Table 2. Motivators of Advance Care Planning Discussions (N=50)
|Motivation for Discussion||n (%)*|
|Study participation||13 (26)|
|Loved one's condition serious/could worsen||11 (22)|
|Loved one's hospitalization||10 (20)|
|Illness or death of others||9 (18)|
|Age/stage of life||4 (8)|
|Discomfort not knowing patient preferences||3 (6)|
|Attorney raised the topic||3 (6)|
|Physician raised the topic||3 (6)|
|*Several surrogates identified more than one factor that had motivated discussions; thus the total percentage was >100.|
B) To put the above grumblings in perspective, however, this study furthered the idea that these 'advanced care planning' conversations with loved ones aren't necessarily a panacea. About 2/3 of surrogates said they actually did or would base their decisions on those conversations, and it appears those conversations (or written wishes) were general, and vague, and probably inadequate to offer much in the way of specific decision making guidance. E.g. the patient wouldn't want to be a 'vegetable' (if any of you know someone who would want to be a 'vegetable' please let me know). Instead, many of the surrogates said they did (or would) base their decisions on shared life-experience with the patient-- an "inner-sense" of what the patient would want--or, frankly, they would base their decisions on what they (the surrogate) thought was best for the patient ( i.e. substituted judgment be damned). I have to say that these latter practices seem to me to reflect what usually happens when surrogates make decisions. Except for patients who have strict pre-defined treatment limitation directives (DNR/DNI, no feeding tube, no dialysis, etc.) and the medical decision that needs to be made happens to involve those treatments, advanced directives (written or spoken) are necessarily too vague to actually guide the surrogate. Instead, then, the surrogate bases their decision on something more nebulous--a sense based on their relationship with the patient about what s/he would want. In addition, many advanced directives (I'm using the term loosely here meaning both written AD's and more informal conversations) are along the lines of "when it's my time to die I want to be made comfortable and not have things prolonged artifically." All very reasonable--again, show me someone who, when it's their time to die, wants to spend those precious moments in an ICU. The problem here is not that surrogates can't/won't honor those wishes, it's that physicians aren't there to tell them when it's time:
"[The patient] is dying, and based on what you have told me, I think she would want us to focus her care on comfort right now."

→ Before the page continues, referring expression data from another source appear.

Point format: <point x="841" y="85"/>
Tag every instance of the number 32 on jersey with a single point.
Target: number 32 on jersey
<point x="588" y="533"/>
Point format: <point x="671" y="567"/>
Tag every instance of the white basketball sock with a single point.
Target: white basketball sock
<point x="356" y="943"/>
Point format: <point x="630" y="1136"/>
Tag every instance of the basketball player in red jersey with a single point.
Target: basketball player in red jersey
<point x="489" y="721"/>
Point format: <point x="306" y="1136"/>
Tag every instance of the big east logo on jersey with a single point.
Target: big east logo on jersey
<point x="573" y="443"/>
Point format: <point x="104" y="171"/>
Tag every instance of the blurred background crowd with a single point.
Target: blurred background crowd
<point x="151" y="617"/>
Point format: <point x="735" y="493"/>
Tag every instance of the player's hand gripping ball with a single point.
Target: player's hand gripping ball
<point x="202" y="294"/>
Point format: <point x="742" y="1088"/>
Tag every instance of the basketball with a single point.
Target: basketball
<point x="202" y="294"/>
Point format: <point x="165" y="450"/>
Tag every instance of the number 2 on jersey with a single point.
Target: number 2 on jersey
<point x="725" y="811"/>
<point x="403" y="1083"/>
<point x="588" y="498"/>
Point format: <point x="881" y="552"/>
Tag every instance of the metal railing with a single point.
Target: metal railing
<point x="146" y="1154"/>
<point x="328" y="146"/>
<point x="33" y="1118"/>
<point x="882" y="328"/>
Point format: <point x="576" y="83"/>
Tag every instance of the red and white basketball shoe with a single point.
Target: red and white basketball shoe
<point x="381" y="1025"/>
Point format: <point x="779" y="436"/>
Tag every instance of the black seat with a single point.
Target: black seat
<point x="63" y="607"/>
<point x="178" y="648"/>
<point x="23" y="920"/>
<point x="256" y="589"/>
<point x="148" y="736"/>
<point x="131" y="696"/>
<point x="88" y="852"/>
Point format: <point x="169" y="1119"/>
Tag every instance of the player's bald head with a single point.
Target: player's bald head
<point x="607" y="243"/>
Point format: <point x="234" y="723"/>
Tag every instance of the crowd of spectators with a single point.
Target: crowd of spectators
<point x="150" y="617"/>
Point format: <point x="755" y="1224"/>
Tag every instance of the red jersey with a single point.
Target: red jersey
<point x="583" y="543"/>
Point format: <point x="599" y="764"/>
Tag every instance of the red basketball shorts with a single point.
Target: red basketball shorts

As well intentioned as the AD movement is, this, and not making elderly couples have more explicit conversations about under what exact circumstances they'd want X, Y, & Z medical treatments, seems to me to be where the real benefit to patients would be...
The authors also quoted a surprising statistic: ~75% of patients hospitalized with life-threatening illnesses have a proxy making their decisions (the reference for this appears to be a subanalysis of the SUPPORT trial which I guess means that 75% of ICU patients require surrogate decision-makers since SUPPORT only looked at ICU patients).
There is also a proposal for an international " minimum data set" to measure the quality of end-of-life care for older adults. This is an intriguing idea and one that could really add a lot to improving care of the dying--particularly in identifying what groups we (physicians, health care systems, insurers, policy makers, etc.) are missing when it comes to providing good end-of-life care.
And finally, there was a recent review in Annals of Oncology about predicting prognosis in advanced cancer. It focuses on the palliative prognostic score, palliative prognostic index, and other similar scales that have been developed. Nothing earth shattering here, but a helpful resource summarizing these scales for those of you who are interested.